Just This Once is a new novel about sex, drugs, and power, with an odd author’s credit. Instead of “By Scott French” it reads: “As told to Scott French.” French is a Northern California writer, computer buff, and fan of Jacqueline Susann, whose Valley of the Dolls is the best- selling American novel of all time. Using his Macintosh IIcx computer and an artificial-intelligence program, French claims to have created a novel such as Susann would have written were she still alive. Just This Once is “the first novel,” he says, “ever written by a computer.”
Over several years, French analyzed the components that created Susann’s specific style. He then supplied the computer with a basic plot, scenes, and characters. “I wrote several thousand rules to describe my characters,” says French, “and then as the plot developed the computer told me what Ms.

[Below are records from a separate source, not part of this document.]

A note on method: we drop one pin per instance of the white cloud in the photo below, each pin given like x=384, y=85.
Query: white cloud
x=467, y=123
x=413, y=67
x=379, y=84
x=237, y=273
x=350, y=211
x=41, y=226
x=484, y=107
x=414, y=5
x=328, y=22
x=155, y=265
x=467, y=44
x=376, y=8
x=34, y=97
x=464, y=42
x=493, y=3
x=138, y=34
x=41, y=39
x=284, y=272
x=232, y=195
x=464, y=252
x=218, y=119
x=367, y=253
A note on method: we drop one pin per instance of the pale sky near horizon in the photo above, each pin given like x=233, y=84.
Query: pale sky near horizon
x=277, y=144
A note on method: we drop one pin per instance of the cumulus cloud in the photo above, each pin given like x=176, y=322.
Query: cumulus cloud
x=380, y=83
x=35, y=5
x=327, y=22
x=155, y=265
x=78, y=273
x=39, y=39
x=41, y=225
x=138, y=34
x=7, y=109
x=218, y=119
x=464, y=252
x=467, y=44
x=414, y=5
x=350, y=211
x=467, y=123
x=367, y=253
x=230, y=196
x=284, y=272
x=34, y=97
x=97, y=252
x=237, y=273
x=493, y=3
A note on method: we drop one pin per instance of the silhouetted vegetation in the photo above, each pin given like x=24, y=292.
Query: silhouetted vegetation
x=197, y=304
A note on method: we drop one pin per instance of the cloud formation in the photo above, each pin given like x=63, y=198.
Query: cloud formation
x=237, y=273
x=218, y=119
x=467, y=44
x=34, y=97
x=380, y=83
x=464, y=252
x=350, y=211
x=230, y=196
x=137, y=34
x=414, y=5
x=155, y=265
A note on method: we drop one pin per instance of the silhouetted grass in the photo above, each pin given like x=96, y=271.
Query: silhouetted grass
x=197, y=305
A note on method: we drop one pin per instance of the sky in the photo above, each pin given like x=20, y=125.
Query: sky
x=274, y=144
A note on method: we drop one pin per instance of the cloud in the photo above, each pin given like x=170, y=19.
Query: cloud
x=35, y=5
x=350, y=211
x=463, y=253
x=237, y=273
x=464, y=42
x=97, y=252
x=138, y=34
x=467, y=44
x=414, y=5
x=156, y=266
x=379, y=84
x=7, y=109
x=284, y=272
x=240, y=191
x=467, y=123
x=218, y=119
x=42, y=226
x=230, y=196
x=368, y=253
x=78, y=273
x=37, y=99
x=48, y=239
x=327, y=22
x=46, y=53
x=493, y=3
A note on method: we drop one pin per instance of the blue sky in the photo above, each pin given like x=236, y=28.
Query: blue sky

Susann would likely have written under the circumstances were the story hers.”
There have been grumblings from the inheritors of Susann’s estate, who apparently want part of the proceeds from Just This Once, but French and his publisher Steven Schragis are confident that they are on solid legal ground. “My book,” French insists, “does not duplicate Susann’s writing. It is simply and magically reminiscent of America’s most popular novelist.”
French’s Mac is still humming. When asked about his next project, he grins and says, “I really enjoy Tom Clancy’s work.”